Wolfe shrugged. “That’s absurd. They already know. Not only from Mr. Goodwin, from Mr. Cliff, too. What was it that you didn’t tell them?”

“We didn’t—” Carrie checked herself and looked at her boss. Miss Yates compressed her lips and said nothing. Carrie transferred back to Wolfe. “We don’t know,” she said, “whether it’s important or not. From what it says in the paper we can’t tell. That’s what we want to ask Amy. Can we ask you?”

“Try.”

“Well — Amy was there, wasn’t she?”

“At the Tingley Building last evening? Yes.”

“What time did she get there?”

“Five minutes past seven.”

“And what happened?”

“As she entered the office someone who was hiding behind the screen hit her on the head with an iron weight and knocked her unconscious. She remained unconscious for an hour. When Mr. Goodwin arrived, at eight minutes past eight, she was trying to descend the stairs, but collapsed again. He brought her here, after investigating upstairs and finding Tingley’s body. She says that when she entered the office her uncle was not in sight, so it is supposed that he was already dead.”

Carrie shook her head. “He wasn’t.”

Wolfe’s brows went up. “He wasn’t?”

“No. And Amy didn’t kill him.”

“Indeed. Were you there?”

“Of course I wasn’t there. But if she had been knocked unconscious, could she have murdered a man? Even if she would?”

“Probably not. But you are postulating that she is telling the truth. The police aren’t so gallant. What if she’s lying? What if someone hit her after she had killed her uncle? What if she killed him soon after her arrival?”

“Oh, no,” Carrie declared triumphantly, “she couldn’t! That’s just it! Because we know he was alive at eight o’clock!”

Wolfe gazed at her, with his lips pushed out. Then he poured beer, drank, used his handkerchief, leaned back, and leveled his eyes at her again. “That’s interesting,” he murmured. “How do you know that?”

“He was talking on the telephone.”

“At eight o’clock?”

“Yes.”

“To you?”

“No,” Miss Yates interposed. “To me. At my home. Miss Murphy was there and heard it.”

“Are you sure it was Mr. Tingley?”

“Certainly. I’ve known him all my life.”

“What were you talking about?”

Gwendolyn answered, “A private matter.”

Wolfe shook his head. “The police will soon pull you off that perch, madam. It’s murder. I, of course, have no authority, but, since we’ve gone this far...”

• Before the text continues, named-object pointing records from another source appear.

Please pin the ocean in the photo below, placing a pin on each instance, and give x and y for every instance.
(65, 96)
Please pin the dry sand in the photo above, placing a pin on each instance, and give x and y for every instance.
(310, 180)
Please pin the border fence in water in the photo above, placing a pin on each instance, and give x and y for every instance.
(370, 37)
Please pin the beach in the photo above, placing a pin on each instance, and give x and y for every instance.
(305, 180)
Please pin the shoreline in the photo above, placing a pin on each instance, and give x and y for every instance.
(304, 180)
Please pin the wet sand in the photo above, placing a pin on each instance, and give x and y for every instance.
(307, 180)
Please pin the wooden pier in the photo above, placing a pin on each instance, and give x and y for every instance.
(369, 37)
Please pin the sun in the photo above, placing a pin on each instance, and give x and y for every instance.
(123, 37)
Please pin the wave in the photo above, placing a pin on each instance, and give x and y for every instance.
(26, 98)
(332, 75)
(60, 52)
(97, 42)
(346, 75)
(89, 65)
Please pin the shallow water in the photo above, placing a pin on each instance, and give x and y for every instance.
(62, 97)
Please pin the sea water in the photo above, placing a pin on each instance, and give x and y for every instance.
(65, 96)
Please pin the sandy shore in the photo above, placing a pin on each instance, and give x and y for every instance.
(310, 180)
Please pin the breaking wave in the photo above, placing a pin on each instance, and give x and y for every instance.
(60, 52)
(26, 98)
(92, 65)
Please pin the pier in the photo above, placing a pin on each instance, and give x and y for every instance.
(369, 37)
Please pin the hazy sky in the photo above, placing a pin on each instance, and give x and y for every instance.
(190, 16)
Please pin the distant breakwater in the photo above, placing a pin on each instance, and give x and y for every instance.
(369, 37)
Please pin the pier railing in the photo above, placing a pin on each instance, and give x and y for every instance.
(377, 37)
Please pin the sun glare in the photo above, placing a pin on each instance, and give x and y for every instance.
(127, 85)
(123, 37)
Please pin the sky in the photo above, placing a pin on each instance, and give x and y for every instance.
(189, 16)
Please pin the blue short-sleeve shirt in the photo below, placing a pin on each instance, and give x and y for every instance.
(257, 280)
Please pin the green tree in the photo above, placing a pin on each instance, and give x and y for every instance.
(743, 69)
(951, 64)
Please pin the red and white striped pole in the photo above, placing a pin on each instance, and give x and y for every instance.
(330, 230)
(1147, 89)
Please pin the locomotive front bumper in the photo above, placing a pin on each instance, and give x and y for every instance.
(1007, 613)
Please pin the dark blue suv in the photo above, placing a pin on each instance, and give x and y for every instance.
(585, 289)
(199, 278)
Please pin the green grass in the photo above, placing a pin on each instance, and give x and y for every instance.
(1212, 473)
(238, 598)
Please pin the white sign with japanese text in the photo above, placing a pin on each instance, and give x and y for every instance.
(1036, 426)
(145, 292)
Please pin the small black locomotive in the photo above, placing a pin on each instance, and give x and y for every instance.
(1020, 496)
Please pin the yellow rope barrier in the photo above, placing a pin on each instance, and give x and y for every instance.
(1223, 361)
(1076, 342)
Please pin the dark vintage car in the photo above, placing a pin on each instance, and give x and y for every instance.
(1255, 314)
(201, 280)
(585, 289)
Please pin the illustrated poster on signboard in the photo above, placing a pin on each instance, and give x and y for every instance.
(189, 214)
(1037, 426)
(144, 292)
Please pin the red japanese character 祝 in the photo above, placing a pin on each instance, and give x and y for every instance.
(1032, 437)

“It’s about the quinine. One of the girls reported to me that she had seen Miss Murphy doing something suspicious. Yesterday afternoon, just before closing time. Sneaking some of a mix into a little jar and concealing it. I asked Miss Murphy for an explanation and she refused to give any. Told me that she had nothing to say—”

“I couldn’t—”

“Let me finish, Carrie. After she had gone home I went to Mr. Tingley’s office and was going to tell him about it, but I don’t think he even heard what I said. I had never seen him so upset. Philip, his adopted son, had just been there, and I suppose that was it, but he didn’t say anything about Philip. I left at a quarter after six and went home to my flat on Twenty-third Street. I always walk; it’s only a seven minutes’ walk. I took off my hat and coat and rubbers and put my umbrella in the bathtub to drain, and ate some sardines and cheese—”

She stopped, and grunted. “The police asking me questions all night seems to have got me into a habit. I don’t suppose you care what I ate. About half past seven Miss Murphy came. She said she had been thinking it over and had decided she ought to tell me about it. What she told me made me madder than I’ve ever been in my life. Mr. Tingley suspected me of putting that quinine in! Me!”

“That isn’t fair, Miss Yates,” Carrie protested. “It was only—”

“Rubbish!” Gwen snapped. “He had you spying on me, didn’t he?”

“But he—”

“I say he had you spying on me!” Miss Yates turned to Wolfe. “Since this trouble started, we’ve kept a sharp eye on the mixers and filling benches, and I’ve sent a sample of every mix in to Mr. Tingley, including even Carrie’s. And, behind my back, she was sending him samples of my mixes!”